A l'époque romaine, les esclaves étaient percés pour les contraindre à la chasteté (prépuce chez les hommes et petites lèvres chez les femmes) et les soldats étaient percés au tétons (signe de virilité et de courage) avant l'interdiction de sa pratique par le christianisme du fait de sa référence à Caïn et à sa marque. On retrouve le piercing également dans plusieurs peuples d'Amérique du Sud et d'Afrique ou bien encore chez les Esquimaux et chez les Egyptiens (dévouverte de bijoux en or pour les oreilles des pharaons - 3000 ans avt JC).
Les raisons du piercing: La première raison du piercing est le caractère sacré, "religieux" de l'acte. Il symbolise en effet la dévotion pour une puissance divine:
Chez les mayas: la transfixion de la langue était un signe de soumission sacrificielle aux Dieux.
En Inde et en Indonésie,(aujourd'hui encore), la perforation des joues illustre la dévotion aux Dieux : le caractère irréversible est une preuve de foi.
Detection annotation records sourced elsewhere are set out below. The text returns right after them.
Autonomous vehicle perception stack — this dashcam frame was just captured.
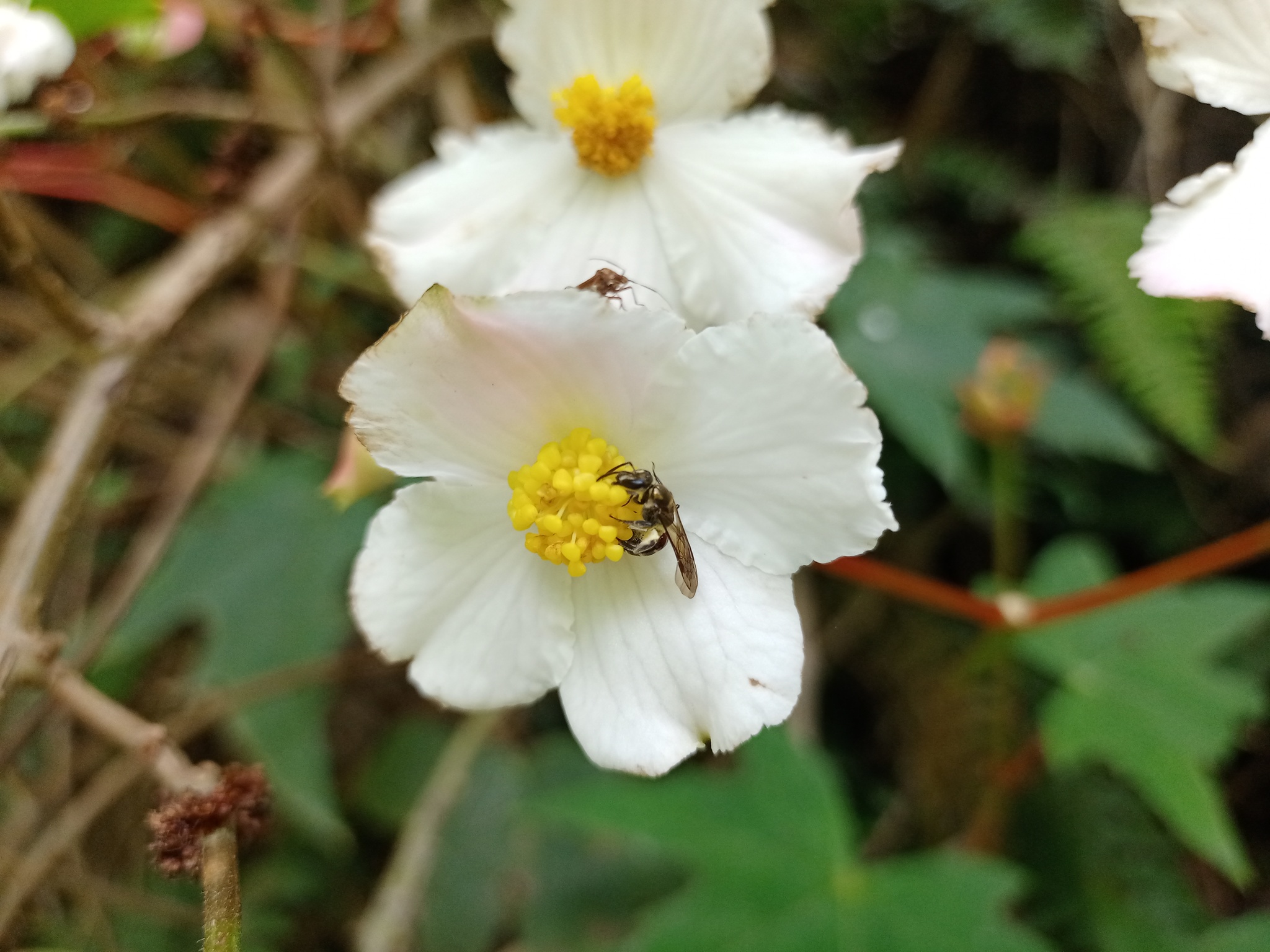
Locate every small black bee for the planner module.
[600,462,697,598]
[578,268,631,301]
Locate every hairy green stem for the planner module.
[989,438,1025,589]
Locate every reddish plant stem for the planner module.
[817,521,1270,627]
[817,556,1006,627]
[1034,522,1270,625]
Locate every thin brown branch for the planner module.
[353,712,499,952]
[48,664,216,792]
[69,235,296,668]
[0,192,118,340]
[817,556,1006,627]
[0,659,338,937]
[78,89,309,132]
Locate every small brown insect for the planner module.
[600,462,697,598]
[578,268,631,301]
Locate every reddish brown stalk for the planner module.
[817,522,1270,627]
[817,556,1006,628]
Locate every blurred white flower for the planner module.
[1120,0,1270,338]
[0,2,75,109]
[340,287,895,774]
[367,0,900,327]
[114,0,207,60]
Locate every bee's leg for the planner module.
[596,459,635,480]
[612,515,657,532]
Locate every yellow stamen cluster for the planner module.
[507,428,640,578]
[554,74,657,178]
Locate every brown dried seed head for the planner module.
[146,764,269,876]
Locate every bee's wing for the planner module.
[665,506,697,598]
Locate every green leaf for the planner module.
[927,0,1101,75]
[1017,538,1270,882]
[30,0,159,39]
[94,453,373,843]
[354,718,522,952]
[1196,913,1270,952]
[537,730,1048,952]
[824,231,1158,496]
[823,232,1049,490]
[1020,200,1229,456]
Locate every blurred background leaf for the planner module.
[536,729,1048,952]
[1020,200,1229,457]
[30,0,159,39]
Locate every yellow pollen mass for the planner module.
[507,428,640,579]
[553,74,657,177]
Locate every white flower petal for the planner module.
[352,482,574,708]
[366,126,674,313]
[637,317,898,574]
[0,2,75,109]
[1129,123,1270,337]
[645,107,900,327]
[1120,0,1270,115]
[340,287,691,480]
[495,0,772,130]
[560,537,802,775]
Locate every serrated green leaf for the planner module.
[1196,913,1270,952]
[823,234,1049,491]
[1020,200,1229,456]
[537,730,1048,952]
[354,718,523,952]
[1017,538,1270,882]
[94,453,373,843]
[30,0,159,39]
[1031,372,1161,470]
[824,232,1158,498]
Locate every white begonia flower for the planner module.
[0,2,75,109]
[340,286,895,774]
[367,0,900,327]
[1120,0,1270,338]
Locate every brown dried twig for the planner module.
[353,712,499,952]
[0,192,118,340]
[0,9,489,687]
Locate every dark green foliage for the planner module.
[1017,538,1270,882]
[1020,198,1229,456]
[823,230,1157,495]
[30,0,159,39]
[95,453,373,842]
[926,0,1101,75]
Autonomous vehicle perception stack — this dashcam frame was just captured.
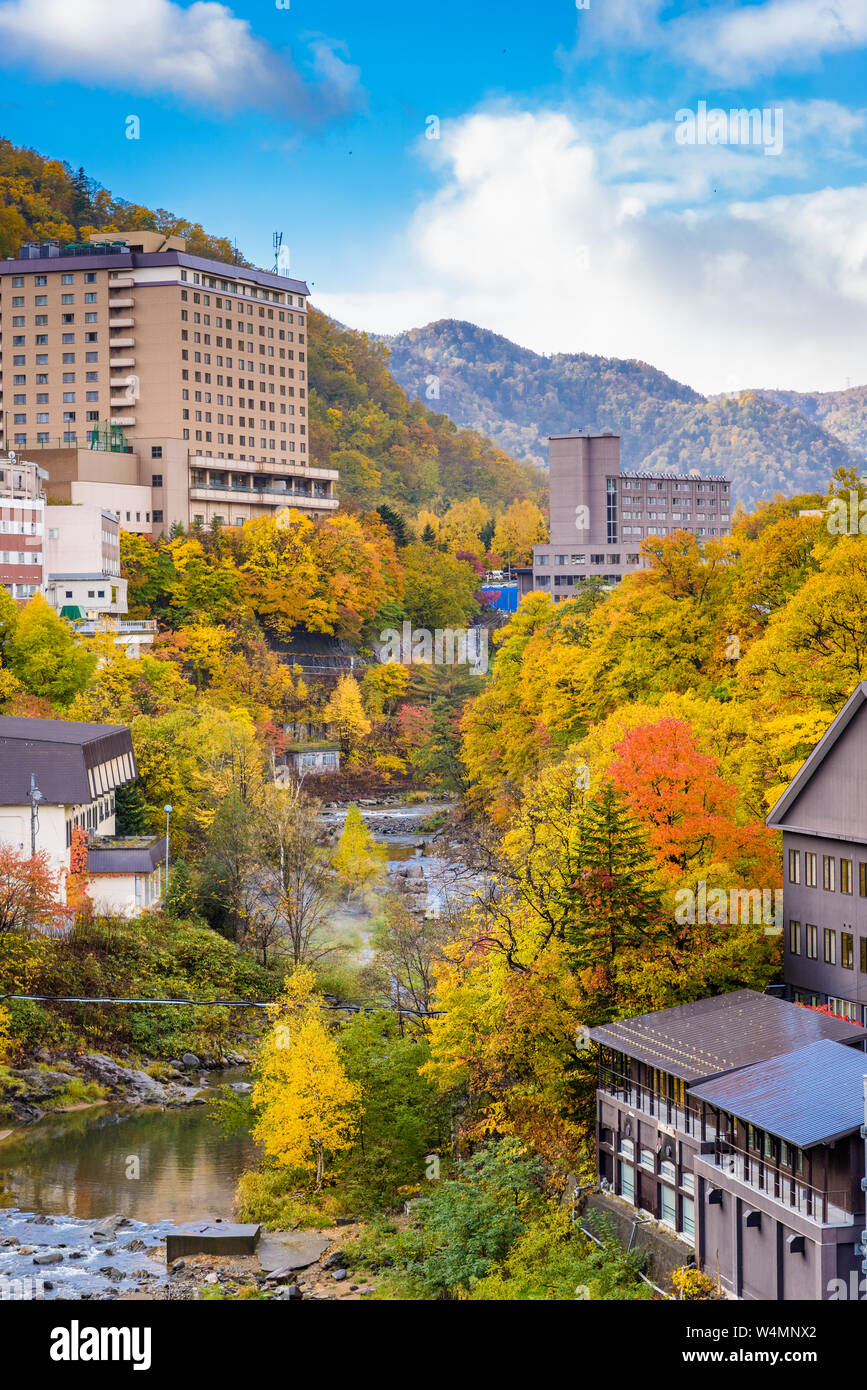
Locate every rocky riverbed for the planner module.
[0,1209,372,1301]
[0,1052,247,1137]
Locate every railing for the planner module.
[75,617,157,637]
[602,1072,702,1138]
[707,1144,854,1226]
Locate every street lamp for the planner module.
[28,773,42,859]
[163,806,172,891]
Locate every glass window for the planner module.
[681,1197,695,1240]
[617,1163,635,1202]
[660,1184,677,1226]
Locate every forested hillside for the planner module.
[0,140,545,513]
[388,318,867,505]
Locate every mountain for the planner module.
[0,139,545,513]
[756,386,867,453]
[385,318,867,505]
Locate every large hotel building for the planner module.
[518,432,731,600]
[0,232,338,534]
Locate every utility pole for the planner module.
[163,806,172,892]
[28,773,42,859]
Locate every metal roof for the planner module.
[689,1038,867,1148]
[86,835,165,874]
[766,681,867,838]
[591,990,867,1081]
[0,714,138,806]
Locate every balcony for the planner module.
[697,1143,856,1226]
[602,1072,702,1138]
[190,480,339,512]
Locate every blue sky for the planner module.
[0,0,867,391]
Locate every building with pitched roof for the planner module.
[591,990,867,1300]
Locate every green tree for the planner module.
[114,783,150,835]
[7,594,96,705]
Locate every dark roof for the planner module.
[0,714,138,806]
[689,1038,867,1148]
[591,990,867,1081]
[86,835,165,874]
[767,681,867,834]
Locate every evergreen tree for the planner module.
[377,502,410,545]
[165,859,196,922]
[565,781,661,988]
[114,783,150,835]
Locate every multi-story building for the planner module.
[0,232,338,532]
[0,450,46,599]
[591,990,867,1300]
[767,682,867,1023]
[0,716,165,916]
[44,494,126,620]
[518,432,731,600]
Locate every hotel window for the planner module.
[606,478,618,545]
[681,1197,695,1240]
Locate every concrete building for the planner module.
[0,232,338,532]
[0,449,46,599]
[591,990,867,1301]
[767,682,867,1023]
[0,716,165,916]
[520,432,731,600]
[44,505,126,621]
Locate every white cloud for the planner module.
[318,110,867,392]
[0,0,360,121]
[572,0,867,83]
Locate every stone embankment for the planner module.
[0,1052,247,1129]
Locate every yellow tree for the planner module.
[251,966,361,1191]
[322,676,371,753]
[490,498,547,564]
[333,801,386,895]
[438,498,490,557]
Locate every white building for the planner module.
[0,716,165,916]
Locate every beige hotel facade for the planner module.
[0,232,338,534]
La deuxième raison est l'aspect social de l'acte. les rites initiatiques (témoignant du courage et de la volonté du sujet)sont les symboles du passage d'une étape à l'autre : de l'enfant à l'adulte, ou de l'état de célibataire à celui d'homme marié (distinction de la caste et du rang social). Le type de bijou porté sert également à distinguer la caste et la position sociale a laquelle appartient le porteur du piercing: Les Romains associaient le piercing de l'oreille à la richesse et au luxe. Certaines tribus africaines et américaines agrandissent autant que possible le trou de leur lobe et le laisse ensuite pendre. Plus le trou est long, plus le rang social est haut.) ... Ainsi chaque piercing témoigne de l'identité de son porteur et de son histoire . De cette raison découle le phénomène de mode aujourd'hui présent chez la culture jeune.
Les différentes sortes de piercing:
Les piercings sur le visage:
Arcade: au niveau du sourcil, horizontalement ou verticalement.
Oeil de chat: surface sur la tempe, a cote de l'oeil.
Larme: surface juste en dessous de l'oeil, sur le niveau de la joue.
Bridge: sur le nez entre les 2 arcades sourcilliere.
Septum: cloison nasale, sur le cartilage au milieu du nez.
Fossette: au niveau des fossette, sur la joue.
Medusa: au dessus de la levre, supperieur au centre.
Mouche ou monroe: au dessus de la levresuperieur, mais sur le coté.
Smiley: filet de la levre superieur.
Langue: traversant la langue, ou bien au niveau du filet de la langue.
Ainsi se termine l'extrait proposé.